Ciptakan Mesin Pencacah Bonggol Jagung, Solusi ITS Bantu Petani di Gresik

Hilda Meilisa - detikNews
Jumat, 30 Okt 2020 12:38 WIB
its bonggol jagung
Mesin pencacah bonggol jagung yang diciptakan tim KKN ITS (Foto: Istimewa)
Gresik -

Melimpahnya hasil panen jagung di Desa Bolo, Gresik yang merupakan komoditas utama di desa tersebut, menyisakan bonggol jagung sebagai limbah yang cukup banyak dan belum termanfaatkan oleh warga desa. Melihat hal tersebut, tim pengabdian masyarakat (Abmas) KKN ITS Surabaya menciptakan mesin pencacah untuk memanfaatkan limbah bonggol jagung menjadi pakan ternak dan bahan baku briket.
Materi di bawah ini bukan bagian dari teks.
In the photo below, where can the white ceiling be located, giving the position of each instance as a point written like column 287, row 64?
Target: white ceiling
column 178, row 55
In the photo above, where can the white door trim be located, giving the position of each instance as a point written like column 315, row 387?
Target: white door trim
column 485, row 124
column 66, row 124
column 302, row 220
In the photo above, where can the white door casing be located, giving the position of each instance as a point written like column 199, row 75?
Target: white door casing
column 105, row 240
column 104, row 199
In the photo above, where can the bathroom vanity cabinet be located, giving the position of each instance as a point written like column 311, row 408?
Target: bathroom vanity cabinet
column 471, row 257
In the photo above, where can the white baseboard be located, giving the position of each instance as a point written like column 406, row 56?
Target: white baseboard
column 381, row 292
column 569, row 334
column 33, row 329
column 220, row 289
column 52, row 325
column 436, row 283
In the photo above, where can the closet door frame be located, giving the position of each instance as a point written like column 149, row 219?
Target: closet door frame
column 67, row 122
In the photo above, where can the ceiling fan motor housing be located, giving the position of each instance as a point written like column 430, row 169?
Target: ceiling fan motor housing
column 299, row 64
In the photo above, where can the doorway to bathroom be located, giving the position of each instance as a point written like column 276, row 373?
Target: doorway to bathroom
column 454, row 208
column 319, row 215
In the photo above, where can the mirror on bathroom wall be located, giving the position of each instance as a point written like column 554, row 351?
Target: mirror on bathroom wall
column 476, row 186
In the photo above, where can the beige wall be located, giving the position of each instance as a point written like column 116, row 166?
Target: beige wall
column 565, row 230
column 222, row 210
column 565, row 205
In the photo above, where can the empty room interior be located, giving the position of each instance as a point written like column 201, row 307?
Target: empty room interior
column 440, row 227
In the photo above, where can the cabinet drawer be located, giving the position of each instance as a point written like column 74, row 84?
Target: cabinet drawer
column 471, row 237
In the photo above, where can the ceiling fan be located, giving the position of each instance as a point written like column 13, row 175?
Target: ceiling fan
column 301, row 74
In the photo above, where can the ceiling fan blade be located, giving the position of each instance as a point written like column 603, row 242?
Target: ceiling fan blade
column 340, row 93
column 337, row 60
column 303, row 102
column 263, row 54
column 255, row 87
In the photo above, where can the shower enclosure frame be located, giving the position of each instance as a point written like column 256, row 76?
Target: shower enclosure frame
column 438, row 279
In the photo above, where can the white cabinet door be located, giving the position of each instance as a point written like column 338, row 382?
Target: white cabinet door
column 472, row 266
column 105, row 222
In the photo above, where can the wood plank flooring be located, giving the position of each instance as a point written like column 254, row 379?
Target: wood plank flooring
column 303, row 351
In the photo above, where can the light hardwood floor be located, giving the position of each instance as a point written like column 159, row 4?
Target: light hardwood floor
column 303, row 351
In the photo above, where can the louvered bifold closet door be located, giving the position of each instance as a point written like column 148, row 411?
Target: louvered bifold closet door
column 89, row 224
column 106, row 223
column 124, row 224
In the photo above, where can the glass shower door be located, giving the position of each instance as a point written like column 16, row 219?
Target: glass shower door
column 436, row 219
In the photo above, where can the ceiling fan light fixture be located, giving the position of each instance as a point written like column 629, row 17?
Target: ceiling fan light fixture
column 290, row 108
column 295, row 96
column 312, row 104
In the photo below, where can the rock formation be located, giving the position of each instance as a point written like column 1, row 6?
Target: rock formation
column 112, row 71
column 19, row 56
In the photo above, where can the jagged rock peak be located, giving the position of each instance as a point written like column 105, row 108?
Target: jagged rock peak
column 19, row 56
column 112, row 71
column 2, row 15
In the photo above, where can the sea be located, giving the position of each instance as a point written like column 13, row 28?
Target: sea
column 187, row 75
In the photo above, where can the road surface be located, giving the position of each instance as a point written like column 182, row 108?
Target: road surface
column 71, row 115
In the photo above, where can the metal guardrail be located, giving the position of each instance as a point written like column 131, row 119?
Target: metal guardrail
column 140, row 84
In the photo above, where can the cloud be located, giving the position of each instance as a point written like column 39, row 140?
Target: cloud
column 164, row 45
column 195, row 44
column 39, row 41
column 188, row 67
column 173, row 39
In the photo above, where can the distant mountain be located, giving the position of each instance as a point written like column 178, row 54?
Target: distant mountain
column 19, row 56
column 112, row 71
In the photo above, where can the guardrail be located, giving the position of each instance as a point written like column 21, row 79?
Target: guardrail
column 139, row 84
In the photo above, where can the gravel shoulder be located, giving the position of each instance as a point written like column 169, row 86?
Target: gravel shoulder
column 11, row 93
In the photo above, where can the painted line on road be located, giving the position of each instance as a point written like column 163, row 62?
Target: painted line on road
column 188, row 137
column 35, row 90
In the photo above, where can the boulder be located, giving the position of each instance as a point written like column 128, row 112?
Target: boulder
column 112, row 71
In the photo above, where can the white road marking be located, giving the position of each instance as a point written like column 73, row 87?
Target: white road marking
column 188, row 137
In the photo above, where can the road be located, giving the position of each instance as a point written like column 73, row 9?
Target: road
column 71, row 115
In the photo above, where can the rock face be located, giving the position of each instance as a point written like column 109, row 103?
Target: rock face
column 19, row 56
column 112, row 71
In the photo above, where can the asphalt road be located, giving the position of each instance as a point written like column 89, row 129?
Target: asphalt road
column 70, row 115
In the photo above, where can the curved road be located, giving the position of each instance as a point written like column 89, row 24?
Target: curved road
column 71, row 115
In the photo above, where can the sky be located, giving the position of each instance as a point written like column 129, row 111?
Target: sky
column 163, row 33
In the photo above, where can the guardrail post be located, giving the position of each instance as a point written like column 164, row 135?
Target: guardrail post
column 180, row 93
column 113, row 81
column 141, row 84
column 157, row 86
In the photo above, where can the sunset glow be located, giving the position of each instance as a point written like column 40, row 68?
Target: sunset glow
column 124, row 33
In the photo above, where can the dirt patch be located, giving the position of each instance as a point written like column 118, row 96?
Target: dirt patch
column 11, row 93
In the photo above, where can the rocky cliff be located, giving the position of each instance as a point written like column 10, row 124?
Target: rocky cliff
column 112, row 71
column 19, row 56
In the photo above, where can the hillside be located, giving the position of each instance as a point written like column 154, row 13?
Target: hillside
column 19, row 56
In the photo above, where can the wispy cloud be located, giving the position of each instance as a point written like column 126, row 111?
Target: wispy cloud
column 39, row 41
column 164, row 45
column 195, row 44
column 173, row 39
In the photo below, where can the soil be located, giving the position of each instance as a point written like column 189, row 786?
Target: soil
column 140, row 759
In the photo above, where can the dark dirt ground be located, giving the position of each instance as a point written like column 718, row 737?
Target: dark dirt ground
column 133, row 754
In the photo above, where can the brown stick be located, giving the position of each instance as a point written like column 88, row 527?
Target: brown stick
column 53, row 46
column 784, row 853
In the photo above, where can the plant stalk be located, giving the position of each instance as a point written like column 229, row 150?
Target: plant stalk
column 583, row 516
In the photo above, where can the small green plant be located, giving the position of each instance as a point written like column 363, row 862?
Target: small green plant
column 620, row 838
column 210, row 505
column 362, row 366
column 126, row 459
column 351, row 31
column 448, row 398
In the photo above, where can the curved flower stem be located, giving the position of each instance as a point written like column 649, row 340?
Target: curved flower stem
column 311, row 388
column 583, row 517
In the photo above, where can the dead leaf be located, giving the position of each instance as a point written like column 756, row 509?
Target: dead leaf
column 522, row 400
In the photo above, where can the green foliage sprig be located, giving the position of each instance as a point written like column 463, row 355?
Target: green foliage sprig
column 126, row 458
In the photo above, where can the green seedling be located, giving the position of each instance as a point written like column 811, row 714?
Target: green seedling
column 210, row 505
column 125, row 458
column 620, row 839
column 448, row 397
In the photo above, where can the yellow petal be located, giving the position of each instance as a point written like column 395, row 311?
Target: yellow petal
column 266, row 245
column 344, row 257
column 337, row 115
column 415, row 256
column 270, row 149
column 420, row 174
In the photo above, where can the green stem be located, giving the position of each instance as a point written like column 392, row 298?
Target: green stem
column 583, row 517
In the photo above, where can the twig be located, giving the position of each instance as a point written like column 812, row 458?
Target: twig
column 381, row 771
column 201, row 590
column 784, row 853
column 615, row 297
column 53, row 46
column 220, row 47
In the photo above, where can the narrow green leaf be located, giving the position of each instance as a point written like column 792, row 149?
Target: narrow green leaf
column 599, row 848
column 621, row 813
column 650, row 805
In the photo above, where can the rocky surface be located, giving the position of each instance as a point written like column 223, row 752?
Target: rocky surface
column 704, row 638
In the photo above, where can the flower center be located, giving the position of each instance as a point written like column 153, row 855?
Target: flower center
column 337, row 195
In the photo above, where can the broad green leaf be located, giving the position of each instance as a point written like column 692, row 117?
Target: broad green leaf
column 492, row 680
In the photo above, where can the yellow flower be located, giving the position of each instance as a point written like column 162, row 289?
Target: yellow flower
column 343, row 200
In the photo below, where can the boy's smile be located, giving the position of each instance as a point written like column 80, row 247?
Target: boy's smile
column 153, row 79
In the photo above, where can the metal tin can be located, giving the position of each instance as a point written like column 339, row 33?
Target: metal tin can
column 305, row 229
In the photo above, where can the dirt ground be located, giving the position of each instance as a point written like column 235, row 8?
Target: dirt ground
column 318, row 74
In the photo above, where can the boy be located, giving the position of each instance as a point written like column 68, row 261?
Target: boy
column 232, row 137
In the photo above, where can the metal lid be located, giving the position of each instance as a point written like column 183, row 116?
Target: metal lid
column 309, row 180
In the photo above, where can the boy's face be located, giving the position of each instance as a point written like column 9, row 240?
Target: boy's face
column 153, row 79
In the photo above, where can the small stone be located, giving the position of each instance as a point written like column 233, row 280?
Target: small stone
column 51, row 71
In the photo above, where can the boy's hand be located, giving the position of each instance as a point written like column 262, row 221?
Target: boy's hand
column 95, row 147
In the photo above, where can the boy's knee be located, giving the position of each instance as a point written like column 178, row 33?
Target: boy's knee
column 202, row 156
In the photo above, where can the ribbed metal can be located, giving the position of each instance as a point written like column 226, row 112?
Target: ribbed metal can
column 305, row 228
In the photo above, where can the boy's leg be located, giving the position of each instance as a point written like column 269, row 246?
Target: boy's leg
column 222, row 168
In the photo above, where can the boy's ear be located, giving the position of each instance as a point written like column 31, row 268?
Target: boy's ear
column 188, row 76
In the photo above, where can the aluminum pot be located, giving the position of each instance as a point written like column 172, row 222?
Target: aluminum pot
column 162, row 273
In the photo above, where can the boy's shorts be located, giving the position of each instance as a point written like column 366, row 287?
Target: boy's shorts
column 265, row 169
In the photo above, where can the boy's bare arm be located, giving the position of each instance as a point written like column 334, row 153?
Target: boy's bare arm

Bonggol jagung merupakan bagian tempat menempelnya biji-biji jagung. Bagian ini sering dianggap tidak memiliki manfaat sehingga kebanyakan petani jagung membuangnya. Hal ini juga terjadi di Desa Bolo yang dikenal sebagai juara satu penghasil jagung di daerah bagian utara 15 tahun terakhir. Produk jagung dari Desa Bolo, dijual dalam bentuk biji jagung sampai ke berbagai kota, sehingga hanya menyisakan bagian bonggolnya saja.

Menurut ketua tim Dr Wiwiek Hendrowati ST MT, tiap musim panen di Desa Bolo, bonggol jagung yang dihasilkan kebanyakan hanya dibuang di sebuah lahan. Hanya sedikit dari bonggol jagung itu yang dimanfaatkan untuk kegiatan pengasapan ikan di sana. Namun sisanya yang masih sangat banyak hanya dibuang begitu saja hingga berjamur.

"Padahal (bonggol jagung) masih bisa dimanfaatkan dan memiliki nilai ekonomis," ungkap dosen Departemen Teknik Mesin ITS ini dalam siaran pers yang diterima detikcom, Jumat (30/10/2020).

Wiwiek menyebutkan bonggol jagung bisa dimanfaatkan menjadi bahan pakan ternak, terlebih di Desa Bolo juga terdapat peternakan. Selain itu, menurutnya, bonggol jagung juga bisa dimanfaatkan menjadi briket yang digunakan untuk bahan bakar.

Kedua alternatif pemanfaatan bonggol jagung tersebut memerlukan mesin pencacah untuk membantu menghaluskan bonggol jagung menjadi serpihan-serpihan. Oleh karena itu, tim Abmas dan KKN ITS ini menciptakan alat pencacah bonggol jagung sebagai bentuk kontribusi kepada masyarakat.

Dalam pelaksanaan program ini, tim Abmas ITS ini dibantu dua alumni ITS yang kini menjadi dosen di Universitas Qomaruddin, Gresik. Selain itu kegiatan ini melibatkan sepuluh mahasiswa ITS yang berdomisili di Gresik, sebagai mahasiswa KKN ITS.